Introduction to Red Teaming | Confident AI Docs

Overview

Red Teaming on Confident AI is an adversarial testing platform for AI safety and security, and can be done in two ways:

No-code directly in the platform UI, best for security teams, PMs, and compliance officers, or,
Code-driven using the deepteam framework, best for engineers and AI red teamers.

The no-code workflow is the more comprehensive option — it leverages the platform’s framework builder to produce CVSS scores and full risk profiles. The code-driven workflow uses deepteam to orchestrate red teaming runs programmatically.

Red Teaming integrates seamlessly with your existing LLM evaluation and tracing workflows on Confident AI.

Key capabilities

Everything you need to operationalize AI red teaming:

Custom Frameworks

Ships with OWASP Top 10 for LLMs, NIST AI RMF, and more out of the box — or build your own with the framework builder.

CVSS Scoring

Get standardized vulnerability severity scoring for every risk assessment you run.

Compliance Reporting

Generate reports aligned to regulatory frameworks like EU AI Act, NIST, and OWASP Top 10 for LLMs.

CI/CD Integration

Integrate security testing into your deployment pipelines for continuous assessment.

Choose your workflow

Run risk assessments in the UI without any code or use deepteam programmatically:

No-Code Assessments

Full risk assessments with CVSS scoring
Custom framework builder for comprehensive coverage

Suitable for: Security teams, PMs, compliance officers

Red Team Using DeepTeam

Programmatic red teaming orchestration via deepteam
Custom vulnerability and attack development
Does not support cloud frameworks or CVSS scoring

Suitable for: Engineers, automated testing

Not sure which to pick?

Start with no-code — it gives you the most comprehensive assessment out of the box, including CVSS scores and the framework builder. Use code-driven when you need to orchestrate red teaming in CI/CD or develop custom attacks. Results from both workflows appear in the same dashboards.

What you can red team

Test your AI systems across all major vulnerability categories:

Prompt Injection & Jailbreaks

Probe for prompt manipulation, model exploitation, and adversarial bypass techniques across 50+ attack patterns.

Bias & Fairness

Assess outputs for bias across protected characteristics and demographic groups.

Content Safety

Evaluate for harmful, toxic, or inappropriate outputs including PII leakage and misinformation.

Learn the fundamentals

New to AI red teaming? These concepts will help you get the most out of your setup:

What is LLM red teaming? - Step by step guide to red teaming LLMs
Risk Profile — understand your AI system’s attack surface and top vulnerabilities
Frameworks & Policies — learn how to use AI safety frameworks managed on Confident AI
No-Code Quickstart — run your first risk assessment in the platform UI

How is AI Red Teaming different from traditional security testing?

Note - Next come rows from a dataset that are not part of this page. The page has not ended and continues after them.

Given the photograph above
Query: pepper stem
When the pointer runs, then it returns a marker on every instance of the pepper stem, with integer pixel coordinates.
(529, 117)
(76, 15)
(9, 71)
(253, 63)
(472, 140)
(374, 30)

AI Red Teaming targets vulnerabilities specific to AI systems — prompt injection, model poisoning, adversarial examples — rather than infrastructure or application-level security. See our frameworks guide for more detail.

What types of AI systems can be red teamed?

All types — conversational AI, RAG systems, multi-agent workflows, fine-tuned models, and AI-powered APIs. Each system type has tailored attack scenarios and evaluation criteria.

Do I need security expertise to use Red Teaming?

No. The platform provides automated risk assessments, pre-built attack scenarios, and step-by-step remediation guidance. Security expertise helps with advanced features, but isn’t required to get started.